I get that having your trauma ignored, marginalized, or unrecognized can be damaging and yes, of course you have the right to try and deal with what was done to you in a way that works for you… as long as it doesn’t hurt others at the same time. And TBH if you know what it’s like to have your own ordeals ignored I would hope that would make you more understanding/accepting of the ordeals of others rather than flat-out telling them that your trauma is more important than theirs.
Also, since this post is focusing on the ingrained racism in fandom, I’m a little bemused at the idea that overt racism in fics, the uncritical stereotyping of characters of color, and the vilification of nonwhite heroic characters in order to make white villains look good is somehow meant to be acceptable and unquestionable because “coping mechanism.” That… that isn’t how it works. That isn’t how ANY of this works. Especially when you’re white and you’re actively demonizing or otherwise degrading characters of color. No “coping method” is above critical examination and if people are telling you that what you’re doing to cope is hurting them then one of the people engaging in that critical examination should be YOU. Instead of getting offended or making excuses or accusing others of hurting you, maybe you should take a good hard look at what you’re doing and ask yourself WHY? And then figure out if there are less damaging ways to accomplish what you need to do. I’m all for a bit of “sometimes my needs should come first” thinking, but you don’t exist in a vacuum and your needs shouldn’t actively hurt others. Racism as a “coping method” is a very slippery slope, especially if what you’re doing is enforcing it rather than taking it apart and trying to find ways to improve yourself/recover from it. And again if you’re a white person claiming that racism is a big traumatic issue for you it’s something you should be giving a lot of thought to before going on the offensive against people for whom racism is a daily fact of existence.

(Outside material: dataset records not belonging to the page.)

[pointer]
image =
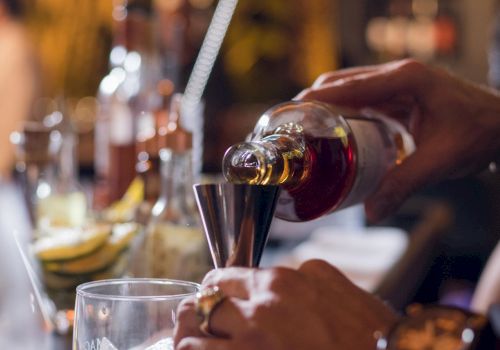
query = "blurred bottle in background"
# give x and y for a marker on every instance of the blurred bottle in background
(127, 92)
(174, 245)
(151, 128)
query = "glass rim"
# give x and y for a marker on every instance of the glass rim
(81, 290)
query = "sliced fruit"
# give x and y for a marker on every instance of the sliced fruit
(71, 243)
(102, 258)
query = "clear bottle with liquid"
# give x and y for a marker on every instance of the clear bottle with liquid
(325, 158)
(175, 246)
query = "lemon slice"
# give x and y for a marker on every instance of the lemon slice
(71, 243)
(102, 258)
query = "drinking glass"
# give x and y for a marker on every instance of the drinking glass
(128, 314)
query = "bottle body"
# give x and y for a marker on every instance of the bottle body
(174, 244)
(324, 159)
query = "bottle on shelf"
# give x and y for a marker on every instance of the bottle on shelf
(148, 144)
(66, 204)
(174, 245)
(325, 158)
(124, 94)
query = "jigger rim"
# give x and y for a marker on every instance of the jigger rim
(84, 290)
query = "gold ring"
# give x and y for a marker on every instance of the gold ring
(207, 301)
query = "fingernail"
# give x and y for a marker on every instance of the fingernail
(377, 208)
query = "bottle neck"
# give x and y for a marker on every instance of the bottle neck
(277, 159)
(176, 183)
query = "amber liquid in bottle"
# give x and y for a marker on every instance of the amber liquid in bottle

Some people?? Are racist?? To cope???
Yeah, kinda horrifying that people honestly believe that, huh? I call it a “slippery slope” but it’s a slope greased in bullshit and leads straight into the spike pit of “you’re a fucking racist and can’t even admit it.”
I like the analogy of “it’s a coping method” being the equivalent of “it’s just a joke” because yeah, that’s exactly how it gets used. It’s a way of deflecting responsibility and critical thought and it speaks of rank amounts of privilege. Not everyone who claims to have a coping method is misusing the term, but when it comes to making excuses for racism? Yeah, that doesn’t cut it.
Exactly! And like I was mumbling in the tags, I don’t think it’s a coincidence that the “coping” line smacks so much of the way white female fragility is weaponized elsewhere. Mental health gets brought up all the time as a derailment and deflection to fandom racism discussions, from anxiety to coping to even suicidal ideation. (Yup, in case you haven’t seen it, white fans and writers have said that accusations of racism make them suicidal.)
Because evidently, mental health is the sole preserve of white fans and fans that agree with them. Because evidently, racism can’t cause or worsen mental illness, or make people suicidal. Hey, it’s not like being exposed to racism has been associated with cardiovascular conditions, which may be one reason for lifespan disparities between racial groups! It’s funny how health is such a one-way street in these discussions and some people’s health seems to matter more than others’.